Saturday night at the Skybox. (Ben Barnhart photo)

The Hatch and the Blue Wall are just cafeterias now, but for some alumni, the names conjure images of rocking out to the sounds of bands on their way up. For about a year now, a group of students has been working to revive that image.

     An elevator ride up in the Campus Center from the old music venues, the space formerly occupied by the Top of the Campus restaurant has been rocking out with a mix of live and deejay music this year. Currently called “The Skybox,” the venue is a provisional step toward what some hope will be a return to hot music on campus.

     “We’re trying to do what the Hatch and the Blue Wall used to do,” said Tom Sadlowski a fifth-year senior, who heads up Skybox Entertainment, the group behind the music. And by all accounts those venues offered up legendary shows. Cheryl Dellecese ’78 recalls The Cars passing through on their way to national acclaim. Greg Lauzon ’90 saw the ska band Bim Skala Bim there.

     Lauzon’s most vivid memory, though, is of a show at the Hatch: “the Beat Farmers, a crazy-ass hillbilly rock-and-roll band from Texas, I think,” he wrote us in an email.

     “Their drummer left his kit to sing lead vocals on one song, but not before jumping up on the bar and pouring a pitcher of beer over his head. He was a giant, imposing cowboy-type guy who wore a long black slicker-type trench coat and cowboy hat, and he just roared into the mike. It was utter mayhem and easily the most fun I ever had down there.”

     While successive administrations have been hesitant about bringing such mayhem back home, many alumni lament the passing of these places. “I don’t know why they don’t have it anymore,” says Dellecese. “It’d be much better on campus,”.

     She isn’t the only one who thinks so. Tom Sadlowski says the idea for the Skybox came out of studies of on-campus programming and alcohol use. Repeating a maxim that undoubtedly reflects many students’ opinion, Sadlowski asserts that “Kids were drinking because there’s nothing to do.”

     In addition, he says the Valley is less friendly to college music as it once was. Pearl Street in Northampton, for example, now caters to an older crowd.

     Students first proposed the idea of the Skybox in April, 1998, a point at which discussion of campus alcohol policy was particularly intense.
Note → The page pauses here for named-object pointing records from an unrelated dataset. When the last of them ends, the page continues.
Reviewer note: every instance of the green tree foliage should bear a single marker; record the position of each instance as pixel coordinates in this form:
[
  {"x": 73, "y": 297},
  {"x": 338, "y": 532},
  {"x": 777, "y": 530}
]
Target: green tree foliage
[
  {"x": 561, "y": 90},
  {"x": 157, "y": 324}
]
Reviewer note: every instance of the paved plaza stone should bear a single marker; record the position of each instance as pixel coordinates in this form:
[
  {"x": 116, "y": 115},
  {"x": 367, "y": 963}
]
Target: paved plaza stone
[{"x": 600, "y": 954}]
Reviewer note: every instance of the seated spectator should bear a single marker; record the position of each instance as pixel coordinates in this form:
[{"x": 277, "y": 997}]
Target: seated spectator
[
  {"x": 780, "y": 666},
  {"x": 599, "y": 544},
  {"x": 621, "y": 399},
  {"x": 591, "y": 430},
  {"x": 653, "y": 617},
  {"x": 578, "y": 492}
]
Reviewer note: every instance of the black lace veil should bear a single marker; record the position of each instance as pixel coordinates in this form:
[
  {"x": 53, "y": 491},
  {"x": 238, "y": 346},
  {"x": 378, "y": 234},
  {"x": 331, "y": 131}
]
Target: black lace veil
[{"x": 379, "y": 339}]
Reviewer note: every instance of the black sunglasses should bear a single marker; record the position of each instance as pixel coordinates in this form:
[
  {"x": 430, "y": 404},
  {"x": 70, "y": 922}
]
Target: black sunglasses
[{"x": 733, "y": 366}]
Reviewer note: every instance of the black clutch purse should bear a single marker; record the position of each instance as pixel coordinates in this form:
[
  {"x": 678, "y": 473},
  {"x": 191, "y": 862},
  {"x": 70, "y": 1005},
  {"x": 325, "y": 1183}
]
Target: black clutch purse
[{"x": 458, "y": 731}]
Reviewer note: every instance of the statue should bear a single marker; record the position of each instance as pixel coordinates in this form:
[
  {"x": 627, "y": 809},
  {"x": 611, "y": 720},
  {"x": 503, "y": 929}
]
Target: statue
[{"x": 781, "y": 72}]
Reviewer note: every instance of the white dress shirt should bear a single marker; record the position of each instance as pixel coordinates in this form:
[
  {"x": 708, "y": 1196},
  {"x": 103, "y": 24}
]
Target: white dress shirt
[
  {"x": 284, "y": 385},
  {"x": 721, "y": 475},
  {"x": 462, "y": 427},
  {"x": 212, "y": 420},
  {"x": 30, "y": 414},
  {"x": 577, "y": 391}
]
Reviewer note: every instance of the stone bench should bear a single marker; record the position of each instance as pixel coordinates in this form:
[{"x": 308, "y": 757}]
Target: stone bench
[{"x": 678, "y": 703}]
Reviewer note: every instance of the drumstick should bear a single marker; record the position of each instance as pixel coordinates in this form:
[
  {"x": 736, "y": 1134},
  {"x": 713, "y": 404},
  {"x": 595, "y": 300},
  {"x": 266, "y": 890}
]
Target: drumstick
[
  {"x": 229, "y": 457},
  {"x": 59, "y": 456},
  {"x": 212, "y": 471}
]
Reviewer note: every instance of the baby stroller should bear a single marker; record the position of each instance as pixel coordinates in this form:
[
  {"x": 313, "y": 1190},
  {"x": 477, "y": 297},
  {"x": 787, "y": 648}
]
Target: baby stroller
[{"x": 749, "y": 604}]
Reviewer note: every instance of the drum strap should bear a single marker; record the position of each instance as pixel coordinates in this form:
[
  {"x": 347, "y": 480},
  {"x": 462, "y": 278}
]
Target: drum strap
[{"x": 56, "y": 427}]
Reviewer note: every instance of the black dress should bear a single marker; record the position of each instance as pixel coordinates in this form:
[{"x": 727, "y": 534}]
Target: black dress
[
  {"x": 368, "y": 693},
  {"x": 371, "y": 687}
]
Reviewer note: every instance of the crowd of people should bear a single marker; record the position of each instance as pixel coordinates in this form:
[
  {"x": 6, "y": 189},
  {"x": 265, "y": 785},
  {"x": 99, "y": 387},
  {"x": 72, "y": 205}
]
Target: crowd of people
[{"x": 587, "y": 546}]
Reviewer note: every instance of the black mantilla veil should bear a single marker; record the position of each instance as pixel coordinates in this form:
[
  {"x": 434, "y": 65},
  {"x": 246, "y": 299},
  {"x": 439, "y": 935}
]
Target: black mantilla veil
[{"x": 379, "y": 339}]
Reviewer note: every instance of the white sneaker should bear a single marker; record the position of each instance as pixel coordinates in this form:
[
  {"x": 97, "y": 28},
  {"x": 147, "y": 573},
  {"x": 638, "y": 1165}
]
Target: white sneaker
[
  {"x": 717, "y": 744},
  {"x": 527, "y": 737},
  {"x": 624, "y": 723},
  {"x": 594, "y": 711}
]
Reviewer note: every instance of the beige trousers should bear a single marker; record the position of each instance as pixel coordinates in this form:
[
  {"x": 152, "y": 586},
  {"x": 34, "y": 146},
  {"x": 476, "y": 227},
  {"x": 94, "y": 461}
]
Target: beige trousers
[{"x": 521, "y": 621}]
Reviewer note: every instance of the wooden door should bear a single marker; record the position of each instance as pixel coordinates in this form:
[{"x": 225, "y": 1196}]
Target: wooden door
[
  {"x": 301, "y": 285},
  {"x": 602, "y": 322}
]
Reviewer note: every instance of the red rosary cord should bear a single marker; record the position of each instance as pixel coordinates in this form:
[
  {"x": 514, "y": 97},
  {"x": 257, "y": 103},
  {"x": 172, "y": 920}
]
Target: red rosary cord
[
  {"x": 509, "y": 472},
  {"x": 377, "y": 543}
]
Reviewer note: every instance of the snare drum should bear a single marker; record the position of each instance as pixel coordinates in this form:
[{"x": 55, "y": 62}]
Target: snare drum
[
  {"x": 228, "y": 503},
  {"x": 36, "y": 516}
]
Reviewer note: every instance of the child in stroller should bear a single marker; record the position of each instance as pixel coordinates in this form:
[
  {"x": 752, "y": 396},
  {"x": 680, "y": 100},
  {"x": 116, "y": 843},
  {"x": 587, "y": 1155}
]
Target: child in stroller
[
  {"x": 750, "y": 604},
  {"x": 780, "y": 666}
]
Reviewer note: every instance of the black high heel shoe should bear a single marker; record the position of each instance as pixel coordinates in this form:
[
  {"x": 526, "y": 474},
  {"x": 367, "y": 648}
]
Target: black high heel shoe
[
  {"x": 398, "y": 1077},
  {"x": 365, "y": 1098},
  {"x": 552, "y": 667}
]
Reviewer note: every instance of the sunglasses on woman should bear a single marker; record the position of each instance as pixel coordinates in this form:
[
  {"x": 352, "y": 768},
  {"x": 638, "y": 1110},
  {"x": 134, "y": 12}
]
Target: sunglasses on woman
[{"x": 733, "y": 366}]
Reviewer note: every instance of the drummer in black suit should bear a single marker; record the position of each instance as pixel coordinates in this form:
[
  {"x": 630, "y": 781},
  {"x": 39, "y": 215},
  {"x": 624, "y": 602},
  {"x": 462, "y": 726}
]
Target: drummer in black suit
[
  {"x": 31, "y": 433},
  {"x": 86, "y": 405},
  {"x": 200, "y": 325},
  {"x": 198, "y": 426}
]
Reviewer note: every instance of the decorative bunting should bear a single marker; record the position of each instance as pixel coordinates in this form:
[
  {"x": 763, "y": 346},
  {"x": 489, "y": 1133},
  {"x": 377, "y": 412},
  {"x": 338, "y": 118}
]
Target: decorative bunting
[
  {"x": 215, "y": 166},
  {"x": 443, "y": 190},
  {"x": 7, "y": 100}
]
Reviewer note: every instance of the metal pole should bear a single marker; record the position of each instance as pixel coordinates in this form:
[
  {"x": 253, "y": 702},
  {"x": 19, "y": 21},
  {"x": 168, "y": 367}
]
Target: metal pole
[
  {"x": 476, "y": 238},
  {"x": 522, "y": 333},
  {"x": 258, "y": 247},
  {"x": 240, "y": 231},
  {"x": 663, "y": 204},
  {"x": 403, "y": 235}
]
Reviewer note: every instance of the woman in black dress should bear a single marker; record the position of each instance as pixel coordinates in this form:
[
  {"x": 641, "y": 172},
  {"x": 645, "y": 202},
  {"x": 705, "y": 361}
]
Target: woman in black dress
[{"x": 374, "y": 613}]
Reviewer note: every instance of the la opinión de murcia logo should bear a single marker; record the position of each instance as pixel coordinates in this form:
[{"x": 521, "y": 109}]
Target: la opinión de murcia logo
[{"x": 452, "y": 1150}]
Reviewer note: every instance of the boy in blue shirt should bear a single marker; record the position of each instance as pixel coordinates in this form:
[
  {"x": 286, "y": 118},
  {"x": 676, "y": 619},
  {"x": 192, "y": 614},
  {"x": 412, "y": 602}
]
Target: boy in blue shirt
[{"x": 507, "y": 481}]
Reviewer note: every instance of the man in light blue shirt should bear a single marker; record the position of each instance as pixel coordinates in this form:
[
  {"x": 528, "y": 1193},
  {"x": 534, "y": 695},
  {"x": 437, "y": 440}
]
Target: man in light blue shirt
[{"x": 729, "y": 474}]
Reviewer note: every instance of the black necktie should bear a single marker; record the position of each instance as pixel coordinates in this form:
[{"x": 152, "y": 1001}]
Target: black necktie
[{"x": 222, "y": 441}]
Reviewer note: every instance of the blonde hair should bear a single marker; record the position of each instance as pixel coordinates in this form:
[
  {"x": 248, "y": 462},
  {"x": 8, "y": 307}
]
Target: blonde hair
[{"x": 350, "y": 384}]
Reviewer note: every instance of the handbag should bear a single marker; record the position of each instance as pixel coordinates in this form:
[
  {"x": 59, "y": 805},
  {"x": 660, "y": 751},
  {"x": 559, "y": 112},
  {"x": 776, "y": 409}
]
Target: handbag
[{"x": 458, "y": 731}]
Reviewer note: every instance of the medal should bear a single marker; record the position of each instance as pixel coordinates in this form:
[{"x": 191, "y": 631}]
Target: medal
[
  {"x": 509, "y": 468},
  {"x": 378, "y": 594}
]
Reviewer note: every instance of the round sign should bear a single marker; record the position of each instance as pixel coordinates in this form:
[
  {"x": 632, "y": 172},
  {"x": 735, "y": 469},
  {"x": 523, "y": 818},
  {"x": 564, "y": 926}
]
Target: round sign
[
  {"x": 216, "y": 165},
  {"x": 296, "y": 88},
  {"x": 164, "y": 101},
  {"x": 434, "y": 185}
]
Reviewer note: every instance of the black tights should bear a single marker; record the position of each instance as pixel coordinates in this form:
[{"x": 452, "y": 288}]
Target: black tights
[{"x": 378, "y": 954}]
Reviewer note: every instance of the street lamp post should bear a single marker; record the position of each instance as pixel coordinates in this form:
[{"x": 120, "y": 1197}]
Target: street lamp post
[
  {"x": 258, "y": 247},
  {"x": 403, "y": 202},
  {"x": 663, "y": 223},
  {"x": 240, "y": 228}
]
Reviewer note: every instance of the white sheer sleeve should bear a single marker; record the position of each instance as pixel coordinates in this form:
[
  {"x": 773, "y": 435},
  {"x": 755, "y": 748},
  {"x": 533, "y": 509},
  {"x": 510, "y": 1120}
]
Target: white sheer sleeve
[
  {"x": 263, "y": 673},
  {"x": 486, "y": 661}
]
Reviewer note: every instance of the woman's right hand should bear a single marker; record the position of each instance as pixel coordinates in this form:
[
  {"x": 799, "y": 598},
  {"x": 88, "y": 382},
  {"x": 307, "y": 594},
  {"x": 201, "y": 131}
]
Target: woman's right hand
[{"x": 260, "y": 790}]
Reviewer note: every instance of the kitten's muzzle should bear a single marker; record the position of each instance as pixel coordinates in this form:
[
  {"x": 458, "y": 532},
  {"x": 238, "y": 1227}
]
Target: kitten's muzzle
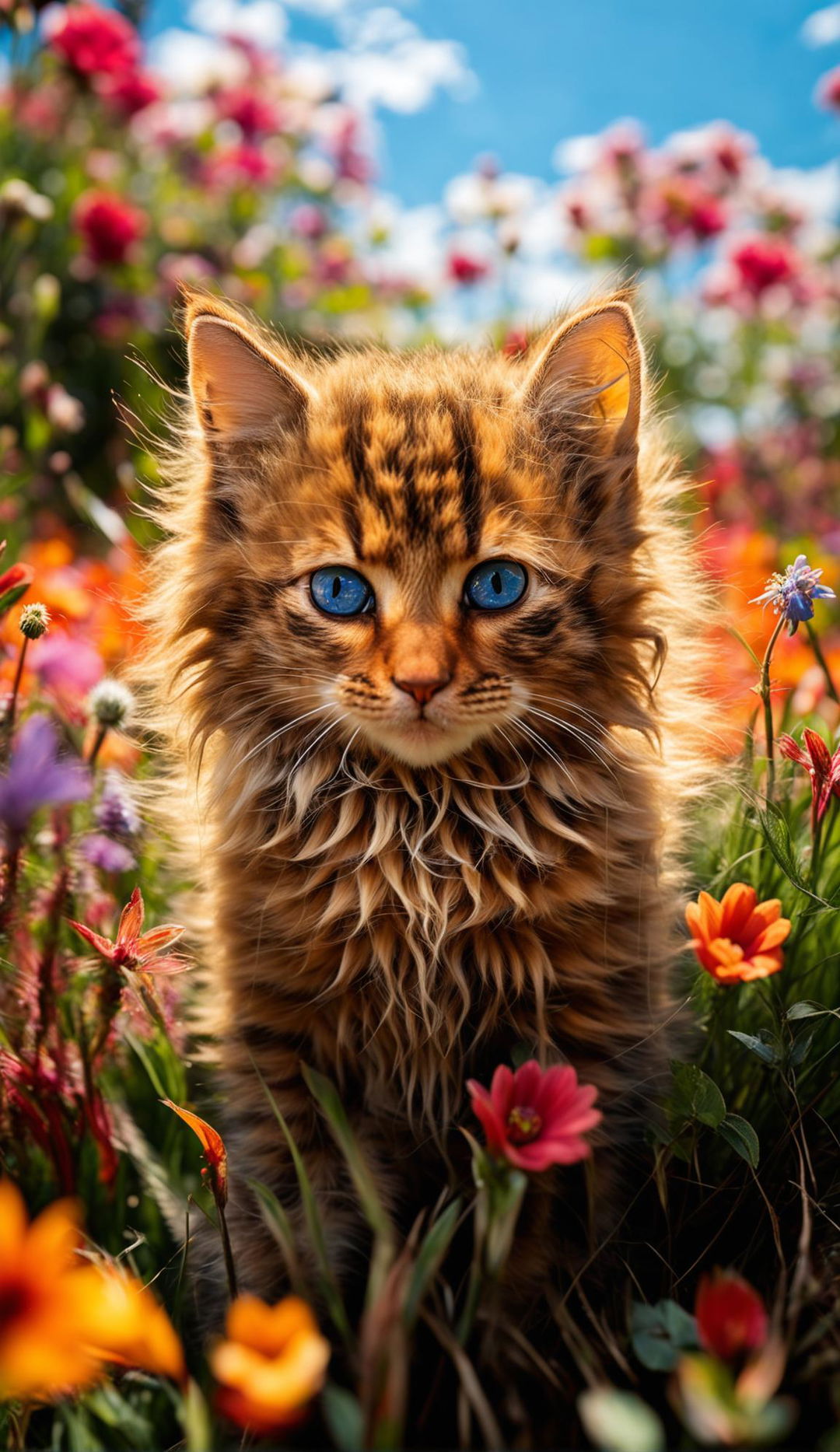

A pilot show featuring UMass bands went well, and a year later, the students had their venue, funded with a $27,700 loan from the Campus Center’s Auxillary Services.

     Rocking for now on the top floor of the Campus Center, with its smashing views of campus and valley, the Skybox crew has its main stage in the old restaurant. On dance nights, the restaurant, back room, and bar each feature different deejays spinning different styles of music. The kitchen is used for storage.

     Over the past year, the venue has hosted the Flaming Lips, SR-71, Superdrag, Tree, and Rane – all national acts. But in an effort to nurture the local scene, Skybox books Five College bands as opening acts. “Artistic development services, to help bands gear up for the industry,” are part of the Skybox mission, says Sadlowski.

     Students are finding their way to the venue. “The music-savvy crowd comes all the time; we have a following,” Sadlowski says. At all shows, the bar serves alcoholic beverages to those 21 and over. Ashoke Ganguli ’77G, the Auxiliary Services director who approved the plan, says he felt it addressed “a major problem” of bringing students back to the complex in the evenings.

     “We were desperate to try to get more students to come,” says Ganguli. “The options are incredible for them.” He describes Sadlowski and the other students involved in the project as “creative, very energetic.” That “the bar is open for the appropriate age crowd” is important, he feels. “But really, the bands that they get, that’s the focus,” says Ganguli.

     This top-of-the-campus location is not Skybox’s final home. Eventually, the department of Hotel, Restaurant and Travel Administration will take over the space. In the meantime, the students must repay their loan, meaning they must at least break even.

     Any profits, says Sadlowski, will go to renovate the Skybox’s future home. And that is planned for a location sure to warm alumni hearts: the Hatch.